You may never know that the FBI has examined your records, because the people who are required to produce them are forbidden to tell anyone else. The FBI does not have to show a need for such secrecy, and it's illegal even to talk about Section 215 orders in general terms (by saying how many your business has received, for example).
The PATRIOT Act also allows secret searches, in which the target is not presented with the warrant until long after the search and therefore has no opportunity to make sure it's executed properly. The Justice Department says "these delayed notification search warrants have been used for decades," implying, as with Section 215, that nothing much has changed.
But the PATRIOT Act greatly expands the circumstances in which such searches are permitted, allowing them in any criminal case -- not just cases involving terrorism -- where the government believes its investigation would be jeopardized by timely notification. No wonder supporters of the law are having second thoughts: Last month the House voted overwhelmingly to withhold funding for "sneak and peek" searches.
Another area where the Justice Department plays down the changes made by the PATRIOT Act is the use of "pen register" orders, which allow police to obtain the phone numbers someone calls and from which he receives calls.
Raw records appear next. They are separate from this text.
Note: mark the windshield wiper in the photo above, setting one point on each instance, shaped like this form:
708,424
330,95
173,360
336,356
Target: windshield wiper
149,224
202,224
Police can readily get such orders by asserting that the information is relevant to an investigation.
The Justice Department says the PATRIOT Act simply updated the law by applying pen register orders to the Internet. But in doing so, it gave the government easy access to information, including e-mail subject lines and Web site visits, that is much more revealing than a list of phone numbers.
As long as the Justice Department continues to insist that the PATRIOT Act hardly changed the law at all, it will have a hard time making the case that the changes were necessary.